The Korean Language: Hangeul
Hangeul was invented in 1443, during the reign of King Sejong. It is composed of 10 vowels and 14 consonants. Hangeul has 11 complex vowels, 5 glottalized sounds, and 24 basic Hangeul letters. The chart below representsthe 24 Hangeul letters and their romanized equivalents. The Hunminjeongeum,a historical document which provides instructions to educate people using Hangeul, is registered with UNESCO as World Documentary Heritage. UNESCO awards a ‘King Sejong Literacy Prize', every year in memory of the inventor of Hangeul.
 
The Korean Food
 
Korea was once primarily an agricultural nation and Korea have cultivated rice as their staple food since ancient times. These days Korean cuisine is characterized by a wide variety of meat and fish dishes along with wild greens and vegetables. Various fermented and preserved food, such as kimchi (fermented spicy cabbage), jeotgal (matured seafood with salt) and doenjang (fermented soy bean paste) are notable for their specific flavor and high nutritional value.
 
Traditional Korean Clothing (Hanbok)
 

The hanbok has been the Korean people's unique traditional costume for thousands of years. The beauty and grace of Korean culture can be seen in photographs of women dressed in the hanbok. Before the arrival of Western-style clothing one hundred years ago, the hanbok was everyday attire. Men wore jeogori (Korean jackets) with baji (trosers) while women wore jeogori with chima (skirt). Today, the hanbok is worn on days of celebration such as wedding, Seollal (Lunar New Year's Day) or Chuseok (Korean Thanksgiving Day).

 
Traditional Korean Houses (Hanok)
 
A traditional Korean house is called 'Hanok'. Hanok sought to create a living space based on the coexistence of nature and humans. Accordingly, the natural aspects of a traditional Korean houses range from the structure's inner layout to the building materials which were used. Another unique feature of traditional houses is their special design for cooling the interior in the summer and heating the interior in the winter.
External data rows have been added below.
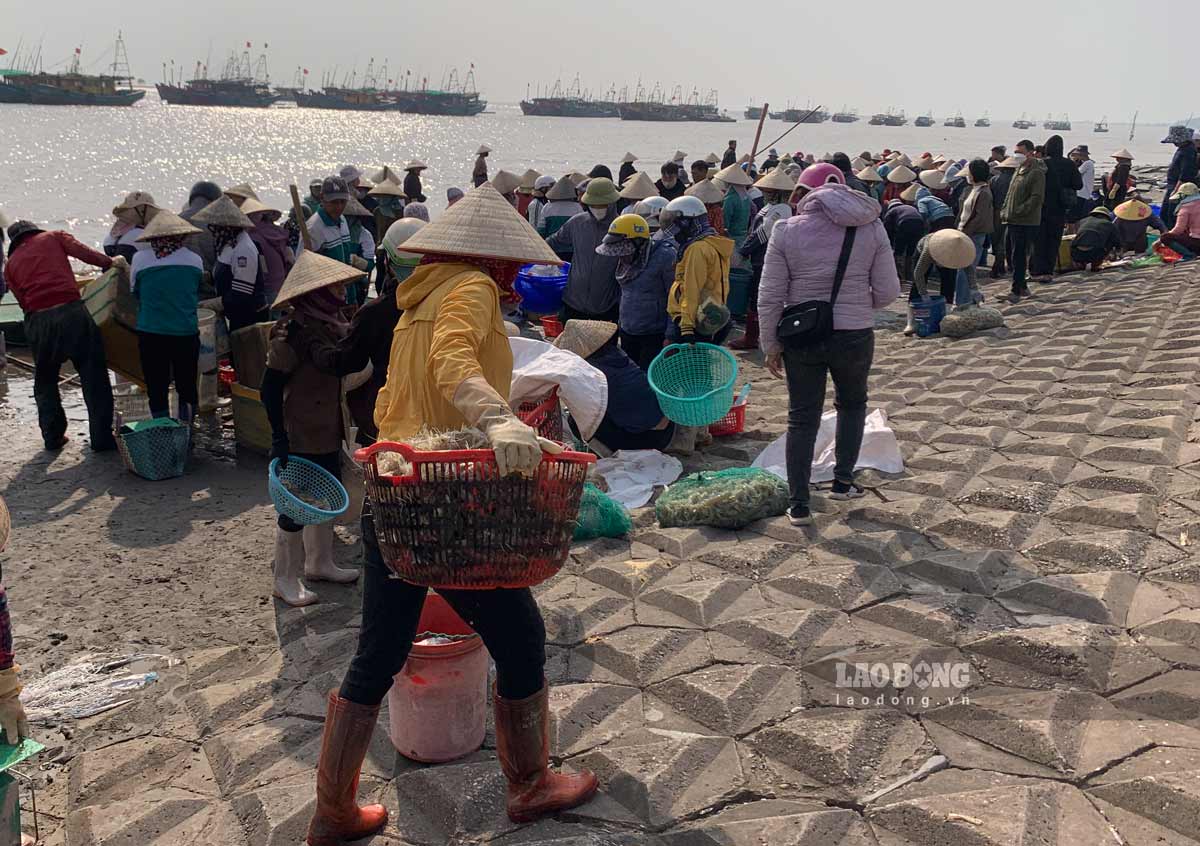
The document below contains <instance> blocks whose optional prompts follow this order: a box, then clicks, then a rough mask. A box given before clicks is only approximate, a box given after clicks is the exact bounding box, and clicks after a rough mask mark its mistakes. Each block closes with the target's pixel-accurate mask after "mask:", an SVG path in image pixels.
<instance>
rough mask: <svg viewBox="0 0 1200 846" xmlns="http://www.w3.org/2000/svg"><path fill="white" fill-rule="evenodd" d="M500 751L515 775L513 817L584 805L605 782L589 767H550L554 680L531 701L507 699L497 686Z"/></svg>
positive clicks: (512, 794) (510, 812) (500, 761)
mask: <svg viewBox="0 0 1200 846" xmlns="http://www.w3.org/2000/svg"><path fill="white" fill-rule="evenodd" d="M492 692H493V696H492V698H493V700H494V701H496V754H497V756H498V757H499V758H500V769H503V770H504V778H505V779H508V780H509V798H508V808H509V820H511V821H512V822H533V821H534V820H536V818H539V817H542V816H545V815H547V814H553V812H554V811H562V810H566V809H568V808H575V806H576V805H582V804H583V803H584V802H587V800H588V799H590V798H592V797H593V796H595V792H596V787H599V781H598V780H596V776H595V775H594V774H592V773H589V772H587V770H581V772H580V773H577V774H575V775H568V774H564V773H556V772H553V770H552V769H550V685H547V684H542V686H541V690H539V691H538V692H536V694H534V695H533V696H530V697H529V698H526V700H505V698H504V697H502V696H500V695H499V694H497V692H496V691H494V688H493V691H492Z"/></svg>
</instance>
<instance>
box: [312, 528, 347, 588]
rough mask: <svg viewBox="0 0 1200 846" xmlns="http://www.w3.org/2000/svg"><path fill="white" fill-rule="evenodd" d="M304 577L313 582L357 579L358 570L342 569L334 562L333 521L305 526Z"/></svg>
mask: <svg viewBox="0 0 1200 846" xmlns="http://www.w3.org/2000/svg"><path fill="white" fill-rule="evenodd" d="M301 534H302V535H304V577H305V578H307V580H310V581H313V582H337V583H338V584H349V583H350V582H356V581H358V580H359V571H358V570H344V569H342V568H340V566H337V565H336V564H334V522H332V521H330V522H328V523H320V524H319V526H305V527H304V532H302V533H301Z"/></svg>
Since Korea has such hot summers and cold winters, the 'ondol gudeul,' a floor-based heating system and 'daecheong,' a cool wooden-floor style hall were devised long ago to help Koreans survive the frigid winters and to make the sweltering and humid summers bearable. These primitive types of heating and air-conditioning were so effective that they are still in use in many homes today
 
Body Language
 
When you beckon to a person, do so with your palm down, and then flutter your hand up and down with your fingers touching together. It is not polite to beckon with your palm up ― especially using only one finger, because Koreans do that only for dogs.